29.3 Alpha 2 Adrenergic Agonists, Alpha 1 antagonists: Clonidine, Guanfacine, Prazosin, Yohimbine Flashcards
Clonidine mechanism?
Mechanism: Alpha-2 Adrenergic Receptor Agonist and reduces plasma norepinephrine, generally serving to reset the body’s sympathetic tone at a lower level and decrease arousal.
Clonidine Kinetics/dynamics?
Kinetics/Dynamics: Well-absorbed from GI tract, reach peak plasma levels 1-3 hours after oral administration, half life is 6-20 hours.
Clonidine Therapeutic Indications?
Main Therapeutic Indications:
- Withdrawal from opioids, Alcohol, Benzos, Nicotine
- Tourette’s Disorder and other Tic Disorders
- ADHD and aggression in children (although Guanfacine more common)
- PTSD
Other: Anxiety disorders, OCD, mania (may be synergistic with Lithium or Tegretol). A clonidine patch can reduce the hyper salivation and dysphagia caused by clozapine.
Clonidine Adverse Effects?
Common Adverse Effects: sedation and hypotension (from actions in the CNS that reduce sympathetic tone and cause vasodilation). Cardiac effects in children. Dry mouth/eyes, dizziness, nausea, constipation.
Uncommon: CNS effects such as insomnia, anxiety, depression, vivid dreams, and even hallucinations. Fluid retention is also possible. Some people experience sexual dysfunction.
Clonidine precautions?
Should not be taken by adults with BP below 90/60 or cardiac arrhythmia, especially bradycardia.
Avoid in pregnancy and nursing. Avoid in Elderly.
What happens in Clonidine overdose?
May present with coma and constricted pupils, similar to opioid overdose. Other symptoms include hypotension, bradycardia, and reduced respiratory rate.
Clonidine withdrawal?
Anxiety, restlessness, perspiration, tremor, abdominal pain, palpitations, headache, and a dramatic increase in blood pressure.
These symptoms may appear about 20 hours after the last dose of clonidine.
Clonidine drug interactions?
Because it causes sedation, especially early in therapy, interacts with other drugs that CNS depressants.
Dose reduction may be required in agents that interfere with AV node and sinus node, such as beta blockers or CCB’s.
Should not be given with Tricyclics.
Clonidine dosage, formulations and clinical guidelines?
Available in 0.1, 0.2 and 0.3 mg tablets. Also comes in weekly transdermal formulations at 0.1, 0.2 and 0.3 mg per day.
Usual starting dose is 0.1 mg BID, and can be raised by 0.1 mg per to to an appropriate level up to 1.2 mg per day.
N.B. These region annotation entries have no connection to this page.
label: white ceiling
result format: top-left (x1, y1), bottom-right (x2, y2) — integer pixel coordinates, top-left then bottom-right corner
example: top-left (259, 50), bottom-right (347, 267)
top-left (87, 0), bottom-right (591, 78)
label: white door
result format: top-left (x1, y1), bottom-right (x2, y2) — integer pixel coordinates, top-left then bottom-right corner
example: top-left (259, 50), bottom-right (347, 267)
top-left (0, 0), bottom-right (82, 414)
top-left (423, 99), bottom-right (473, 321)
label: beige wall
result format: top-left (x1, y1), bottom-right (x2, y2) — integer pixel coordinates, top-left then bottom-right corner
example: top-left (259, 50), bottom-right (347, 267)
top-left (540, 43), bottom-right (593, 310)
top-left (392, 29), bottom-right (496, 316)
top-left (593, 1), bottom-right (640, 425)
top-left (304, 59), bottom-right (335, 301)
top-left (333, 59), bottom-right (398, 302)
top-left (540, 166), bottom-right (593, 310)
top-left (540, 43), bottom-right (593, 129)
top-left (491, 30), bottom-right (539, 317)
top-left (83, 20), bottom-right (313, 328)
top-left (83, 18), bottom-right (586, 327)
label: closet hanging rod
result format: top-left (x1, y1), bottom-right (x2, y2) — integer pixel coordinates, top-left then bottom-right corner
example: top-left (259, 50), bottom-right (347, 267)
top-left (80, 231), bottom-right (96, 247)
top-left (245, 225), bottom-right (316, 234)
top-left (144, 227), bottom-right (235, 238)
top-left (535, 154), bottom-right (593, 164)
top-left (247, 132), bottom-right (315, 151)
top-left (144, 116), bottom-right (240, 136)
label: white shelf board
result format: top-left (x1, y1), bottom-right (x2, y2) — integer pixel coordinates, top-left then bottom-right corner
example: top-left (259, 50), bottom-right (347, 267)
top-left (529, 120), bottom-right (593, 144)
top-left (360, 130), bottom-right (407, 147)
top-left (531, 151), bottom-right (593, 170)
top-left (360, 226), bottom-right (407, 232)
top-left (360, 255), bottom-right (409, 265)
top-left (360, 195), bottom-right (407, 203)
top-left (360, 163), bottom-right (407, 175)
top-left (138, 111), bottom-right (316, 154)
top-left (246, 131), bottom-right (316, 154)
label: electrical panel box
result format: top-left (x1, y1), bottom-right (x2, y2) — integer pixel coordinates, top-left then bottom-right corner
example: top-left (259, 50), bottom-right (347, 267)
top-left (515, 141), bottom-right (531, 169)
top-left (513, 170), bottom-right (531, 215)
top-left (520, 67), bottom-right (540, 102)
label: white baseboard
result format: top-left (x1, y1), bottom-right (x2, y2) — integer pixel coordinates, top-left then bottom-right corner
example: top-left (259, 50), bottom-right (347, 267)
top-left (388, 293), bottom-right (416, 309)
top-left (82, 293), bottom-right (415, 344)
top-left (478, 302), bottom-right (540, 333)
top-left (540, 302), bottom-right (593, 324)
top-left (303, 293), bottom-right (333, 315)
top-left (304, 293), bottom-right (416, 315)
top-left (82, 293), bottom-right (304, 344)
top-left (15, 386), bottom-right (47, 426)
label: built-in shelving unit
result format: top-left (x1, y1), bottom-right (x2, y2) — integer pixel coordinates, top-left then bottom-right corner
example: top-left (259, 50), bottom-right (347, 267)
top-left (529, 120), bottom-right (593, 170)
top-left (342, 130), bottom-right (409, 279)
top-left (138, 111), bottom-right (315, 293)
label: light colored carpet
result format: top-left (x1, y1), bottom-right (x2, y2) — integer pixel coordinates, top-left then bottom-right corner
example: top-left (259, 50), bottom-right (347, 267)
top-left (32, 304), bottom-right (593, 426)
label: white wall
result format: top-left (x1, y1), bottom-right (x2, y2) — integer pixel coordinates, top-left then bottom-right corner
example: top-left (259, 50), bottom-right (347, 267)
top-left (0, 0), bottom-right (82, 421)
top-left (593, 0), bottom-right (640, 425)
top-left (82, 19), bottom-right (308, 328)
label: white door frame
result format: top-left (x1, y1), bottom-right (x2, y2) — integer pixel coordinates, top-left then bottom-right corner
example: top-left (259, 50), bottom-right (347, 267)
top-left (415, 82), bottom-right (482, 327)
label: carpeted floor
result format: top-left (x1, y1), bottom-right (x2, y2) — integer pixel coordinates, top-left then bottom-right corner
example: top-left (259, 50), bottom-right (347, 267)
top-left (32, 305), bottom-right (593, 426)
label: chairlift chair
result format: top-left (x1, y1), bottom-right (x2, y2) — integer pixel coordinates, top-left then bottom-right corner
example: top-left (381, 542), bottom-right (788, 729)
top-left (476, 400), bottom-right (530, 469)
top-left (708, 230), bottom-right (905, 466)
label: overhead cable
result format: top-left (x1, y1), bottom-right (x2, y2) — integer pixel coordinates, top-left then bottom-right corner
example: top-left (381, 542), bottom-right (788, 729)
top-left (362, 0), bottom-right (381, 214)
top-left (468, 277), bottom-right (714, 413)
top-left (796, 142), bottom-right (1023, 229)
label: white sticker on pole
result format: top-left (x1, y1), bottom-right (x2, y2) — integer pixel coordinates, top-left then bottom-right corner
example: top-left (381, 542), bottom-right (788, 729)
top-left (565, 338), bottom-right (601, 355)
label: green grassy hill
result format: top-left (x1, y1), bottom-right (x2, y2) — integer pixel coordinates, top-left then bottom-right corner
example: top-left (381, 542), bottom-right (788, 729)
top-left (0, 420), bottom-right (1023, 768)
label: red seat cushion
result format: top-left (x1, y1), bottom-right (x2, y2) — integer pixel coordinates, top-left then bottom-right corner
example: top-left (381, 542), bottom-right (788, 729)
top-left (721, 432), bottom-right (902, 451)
Must always be tapered because withdrawal can occur about 20 hours after last dose.
Transition from oral to transdermal formulations should be accomplished gradually by overlapping for 3-4 days.
Although Guanfacine are similar in many properties, name some differences?
- Less sedation and hypotension
- More selective and less potent
- Longer half life, less withdrawal side effects
Guanfacine dosage, formulation and clinical guidelines?
Available in 1 and 2 mg tablets. Also comes in ER release preparation (Intuniv).
Usual starting doses is 1 mg before sleep, can be increased to 2 mg before sleep after 3-4 weeks.
Mechanism of Prazosin?
Alpha 1 adrenergic antagonist which decreases TPR.
General hypotensive and nightmare suppression mechanism is unknown.
Name the general function of the various Alpha and Beta adrenergic receptors?
Alpha 1: Vasoconstriction, increase TPR, mucosal decongestion, pupil dilation, pilomotor contraction, hyperglycemia.
Alpha 2: reduces presynaptic neurotransmitter (epi/norepi) release, reduces sympathetic outflow.
Beta 1: Increase heart rate, force of contraction, velocity of conduction
Beta 2: pulmonary and cardio vasodilation, bronchiodilation, uterine relaxation, hyperglycemia, lactic acidemia.
Beta 3: Adipose thermogenesis, lipolysis.
DA Receptor: splanchnic area vasodilation.
Kinetics/dynamics of Prazosin?
Plasma peak concentrations at around 3 hours
Plasma half life 2-3 hours
Precautions and adverse reactions of Prazosin?
Most common: Dizziness, headache, drowsiness, lack of energy, weakness, palpitations, nausea.
Should not be used in pregnancy or nursing.
Caution when used in conjunction with other hypotensive, especially PDE-5 inhibitors.